In den verschiedenen von Professor Mirastschijski durchgeführten in-vitro- und in-vivo-Versuchsmodellen konnte gezeigt werden, dass topisch angewendetes Lungensurfactant Alveofact® auf die Wundheilung einen positiven Einfluss hat.  Bestätigt wurden diese Ergebnisse (https://www.nature.com/articles/s41598-020-59394-5) durch eine randomisierte klinische Phase-I-Studie am Menschen: Durch die migrationsfördernde und antiinflammatorische Wirkung des Lungensurfactants Alveofact® konnten lokale Entzündungen reduziert und die Wundheilung beschleunigt werden. Die mit Alveofact® behandelten Wunden re-epithelialisierten schneller als die Wunden der Kontrollgruppe.
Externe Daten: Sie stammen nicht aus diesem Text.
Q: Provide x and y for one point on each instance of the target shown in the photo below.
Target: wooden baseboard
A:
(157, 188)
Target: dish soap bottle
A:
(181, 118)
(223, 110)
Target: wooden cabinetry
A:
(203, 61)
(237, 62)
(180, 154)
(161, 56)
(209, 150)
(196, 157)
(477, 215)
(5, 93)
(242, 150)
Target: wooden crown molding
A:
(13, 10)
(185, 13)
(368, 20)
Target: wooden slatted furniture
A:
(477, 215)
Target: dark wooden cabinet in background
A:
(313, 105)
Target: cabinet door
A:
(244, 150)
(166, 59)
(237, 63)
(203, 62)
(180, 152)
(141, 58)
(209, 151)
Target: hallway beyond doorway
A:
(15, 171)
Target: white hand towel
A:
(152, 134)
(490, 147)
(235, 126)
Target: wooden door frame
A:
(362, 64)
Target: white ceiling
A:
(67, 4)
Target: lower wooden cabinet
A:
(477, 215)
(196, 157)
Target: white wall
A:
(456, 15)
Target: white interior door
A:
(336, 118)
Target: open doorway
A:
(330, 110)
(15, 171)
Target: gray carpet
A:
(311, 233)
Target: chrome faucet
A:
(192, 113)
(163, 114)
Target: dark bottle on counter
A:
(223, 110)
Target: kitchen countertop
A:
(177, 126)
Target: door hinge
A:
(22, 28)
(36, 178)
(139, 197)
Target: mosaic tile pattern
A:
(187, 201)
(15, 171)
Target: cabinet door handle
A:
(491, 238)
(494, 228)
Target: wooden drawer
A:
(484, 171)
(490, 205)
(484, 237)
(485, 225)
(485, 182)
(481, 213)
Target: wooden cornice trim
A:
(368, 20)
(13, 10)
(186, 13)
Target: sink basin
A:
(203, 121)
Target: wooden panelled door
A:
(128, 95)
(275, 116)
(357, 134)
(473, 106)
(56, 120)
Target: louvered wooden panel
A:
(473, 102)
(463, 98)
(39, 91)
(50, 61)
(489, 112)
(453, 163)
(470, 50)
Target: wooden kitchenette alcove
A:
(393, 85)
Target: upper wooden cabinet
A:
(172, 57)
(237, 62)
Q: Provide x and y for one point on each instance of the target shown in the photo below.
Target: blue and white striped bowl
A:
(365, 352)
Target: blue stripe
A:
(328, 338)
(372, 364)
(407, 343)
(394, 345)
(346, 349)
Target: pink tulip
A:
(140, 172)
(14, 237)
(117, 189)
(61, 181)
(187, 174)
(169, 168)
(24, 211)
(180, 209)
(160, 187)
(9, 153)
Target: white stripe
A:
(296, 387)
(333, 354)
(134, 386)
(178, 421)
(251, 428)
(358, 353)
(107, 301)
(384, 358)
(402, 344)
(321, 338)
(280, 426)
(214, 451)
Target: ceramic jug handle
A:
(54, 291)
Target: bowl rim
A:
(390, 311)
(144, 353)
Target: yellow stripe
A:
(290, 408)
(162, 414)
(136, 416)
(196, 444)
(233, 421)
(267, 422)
Dass die natürlichen Bestandteile des Lungensurfactants die Wundheilung in der Lunge bei Lungenerkrankungen beschleunigen und fördern können, indem sie die alveoläre Oberflächenspannung herabsetzen und die Entzündungsreaktion beeinflussen, war unlängst bekannt. Aber, dass sich die antiinflammatorsiche und antibakterielle Wirkung von Lungensurfactant auch auf den Wundverschluss der Haut beim Menschen in in-vivo Versuchen zeigt, ist eine neue, bisher unveröffentlichte Beobachtung.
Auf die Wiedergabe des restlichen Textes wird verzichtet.